Disentangling News Story Effects on Public Opinion
Restricted (Penn State Only)
- Author:
- Cohen, Olivia
- Graduate Program:
- Mass Communications (PHD)
- Degree:
- Doctor of Philosophy
- Document Type:
- Dissertation
- Date of Defense:
- February 21, 2022
- Committee Members:
- Michael Schmierbach, Major Field Member
Fuyuan Shen, Outside Unit & Field Member
Mary Oliver, Major Field Member
Jessica Myrick, Chair & Dissertation Advisor
Anthony Olorunnisola, Program Head/Chair - Keywords:
- news framing
public opinion
health communication
opioid use disorder - Abstract:
- Journalists make deliberate choices in how they will present prominent social issues to the public, namely deciding to showcase the issue through an individual’s experience or a societal-level perspective. Journalists often go for the former under the impression that by putting a face to an issue, the audience will show more care and concern. However, episodic-thematic scholarship on the issue has found generally that the opposite is more likely to occur unless audiences experience higher degrees of connectedness to the character and news story.

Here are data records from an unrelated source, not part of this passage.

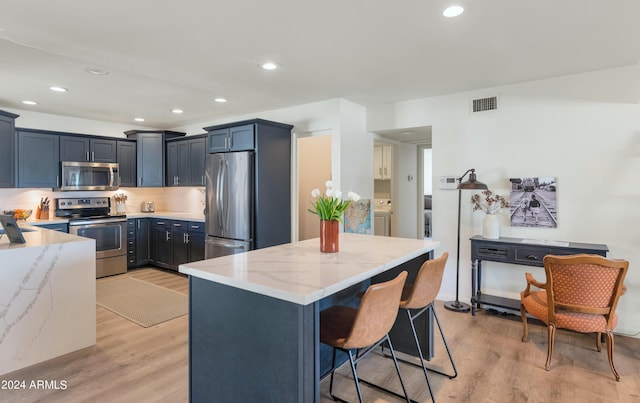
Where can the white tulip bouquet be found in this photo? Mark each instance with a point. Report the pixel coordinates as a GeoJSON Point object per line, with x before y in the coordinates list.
{"type": "Point", "coordinates": [330, 206]}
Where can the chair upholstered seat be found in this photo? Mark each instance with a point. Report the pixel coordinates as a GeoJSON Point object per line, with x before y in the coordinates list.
{"type": "Point", "coordinates": [581, 294]}
{"type": "Point", "coordinates": [336, 331]}
{"type": "Point", "coordinates": [362, 329]}
{"type": "Point", "coordinates": [536, 305]}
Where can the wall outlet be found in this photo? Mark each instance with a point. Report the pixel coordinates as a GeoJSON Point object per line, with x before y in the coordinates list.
{"type": "Point", "coordinates": [448, 182]}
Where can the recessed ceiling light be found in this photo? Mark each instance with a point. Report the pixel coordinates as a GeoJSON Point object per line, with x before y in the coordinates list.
{"type": "Point", "coordinates": [96, 71]}
{"type": "Point", "coordinates": [269, 66]}
{"type": "Point", "coordinates": [453, 11]}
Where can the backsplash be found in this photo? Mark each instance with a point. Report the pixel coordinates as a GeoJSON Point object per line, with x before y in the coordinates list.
{"type": "Point", "coordinates": [174, 199]}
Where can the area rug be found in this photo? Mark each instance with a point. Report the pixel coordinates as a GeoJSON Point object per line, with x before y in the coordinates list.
{"type": "Point", "coordinates": [141, 302]}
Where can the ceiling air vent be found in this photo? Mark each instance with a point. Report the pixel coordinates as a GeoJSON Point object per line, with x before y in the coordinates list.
{"type": "Point", "coordinates": [484, 104]}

On the other hand, Exemplification research demonstrates support for the notion that even in the presence of factual overview information, we place more weight on the individuals in news stories and are more influenced by them. To help understand why there may be a discrepancy between these theoretical areas, this online experiment (N = 468) dissected news frames into two parts, actor type, and statistical information, to test how these would individually and collectively influence narrative and civic engagement responses. A fully factorial design tested how a news story’s actor type (individual vs. social) and statical information (none vs. base-rate only vs. forecasting only vs. both) influence attributions of responsibility, issue importance, policy support, stigma, transportation, identification, state empathy, moral outrage, and moral disgust. Results suggest that social actors evoke higher levels of moral disgust and moral outrage, but actor type did not influence identification, transportation, and state empathy. When paired with varying levels of statistics, an interaction effect was observed with higher levels of statistics hindering moral outrage and disgust among stories that also featured social actors, but encouraging moral disgust and outrage with those that featured an individual actor. Moral disgust and outrage were found to mediate the relationships between actor type, stigma, attribution of responsibility, and perceived societal importance in unique ways. For journalists looking to motivate public engagement with social issues, the results from this study suggest journalists should be mindful of their combinations of focal characters and numerical information in their stories as this may influence audience affective responses and perceptions.